Make IT change management part of your disaster recovery plan

Statistics show that the bulk of data center disasters are caused by human error. In talking to many data center managers, I've found two root causes for these errors: a lack of defined change management processes and procedural control or the bypassing of existing procedures to get a "simple" change done quicker.

Let's back up a bit first. I'm not just talking about large-scale disasters like hurricanes or ice storms. I'm talking about any event in the data center -- from mistakes to a lack of oversight -- that disrupts normal business operations, costing the company revenue. Natural disasters are relatively rare compared with mistakes made in the data center by IT staff or someone else. I'll "rat hole" quickly on the subject of large-scale disaster recovery (DR) preparedness. I've noticed a trend in my business that has been validated by many others that I talk to. The number of inquiries about disaster recovery planning is seasonal, ramping up in August and slowing in November. This tends to correspond to hurricane season in the U.S. and when the bulk of corporations beginning their annual budget-planning process for the next year.

So now, in early 2009, during the lull in disaster recovery planning interest and as our economy continues to slip deeper into recession, squeezing IT budgets even further, let's talk about how to avoid the most common causes of downtime in the data center.

IT process maturity models: CMM and ITIL
The Capability Maturity Model (CMM) defines five levels of IT software maturity, with Level 5 being the highest. Attaining each level requires a great deal of work, but the benefits awarded are well worth the investment. The IT Infrastructure Library (ITIL) provides a framework model that IT organizations can customize to their needs to achieve a higher organizational maturity level.

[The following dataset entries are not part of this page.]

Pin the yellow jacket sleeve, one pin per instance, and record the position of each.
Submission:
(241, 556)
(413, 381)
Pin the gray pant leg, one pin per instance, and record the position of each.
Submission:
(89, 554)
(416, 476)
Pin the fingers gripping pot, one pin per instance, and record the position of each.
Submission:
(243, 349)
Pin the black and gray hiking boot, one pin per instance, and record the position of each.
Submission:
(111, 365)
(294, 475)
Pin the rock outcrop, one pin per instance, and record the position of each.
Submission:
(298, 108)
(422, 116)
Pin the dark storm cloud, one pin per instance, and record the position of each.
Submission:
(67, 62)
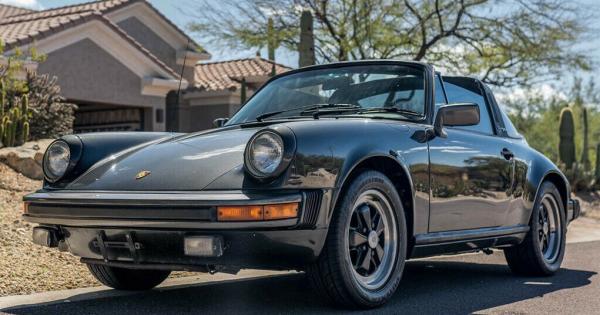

But let's talk about the realities of elevating your organization's maturity model. First, it's not an overnight process. Most organizations take around a year to move one level higher, often more. Staff training is required, and the usual issues abound as many staffers fight against change. It isn't until they personally experience these changes (that always appear at first as extra work) that they start to understand the value of the process and become energetic supporters. Still, there are always a few staffers that just don't want to adapt to the new processes. It's unfortunate, but often the best course of action in these rare cases is to move them to other positions or let them go from the organization. About a year ago, I spoke to a company that was working to move from CMM Level 2 to Level 3, and a vice president in the company refused to implement process changes to make the move, saying he didn't see the value in the "extra work." After months of trying, the only recourse was to lay off that vice president and hire another in his place.

Improving organization maturity by implementing processes and governance has shown to reduce errors in IT change management, resulting in fewer data center disasters. But it's not always a sure-fire solution to completely eliminate human-induced errors. Often the little things still find their way into becoming disasters.

The 'small change' data center disaster
Research conducted by the Burton Group has consistently shown that it's the small things that get IT organizations into trouble. The scenario tends to look something like this:

1. The IT organization is always searching for more efficient ways to do things -- the most obvious way is to cut fat from any process or procedure in order to streamline it.
2. A process action for a small configuration change seems to be something that can be skipped. It's a seemingly small change, and the step seems unimportant when compared with accomplishing the task faster.
3. The step is skipped and the task is completed a bit faster.
4. The first time, it seems to work without incident.
5. The step is skipped again, and possibly again.
6. The situation the step was meant to cover occurs and an IT system malfunctions, resulting in a data center disaster.

The bottom line of process maturity improvements is that the processes and procedures are adhered to, even if they do not seem important in all cases. This helps to avoid the temptation to shortcut a process -- something that usually gets an organization into trouble.

It's time to improve IT process maturity
Times of economic downturn offer an opportunity for IT organizations to improve their organizational maturity. During times of prosperity, the IT organization's focus is on building out IT infrastructure and services as quickly as possible to support business growth. All CIOs understand that IT processes are responsible for enabling business growth and should never be viewed as a hindrance to the business. As one of my colleagues says, "In prosperous times, the IT organization works feverishly to lay tracks in front of the business locomotive as fast as possible. But during economic downturn, the IT organization has the opportunity to reflect on their architecture, organization and processes to make improvements for efficiency."

Now is the time for IT organizations to turn their focus to improving organizational maturity and efficiency, with one of the key benefits being a reduction in human-caused data center disasters.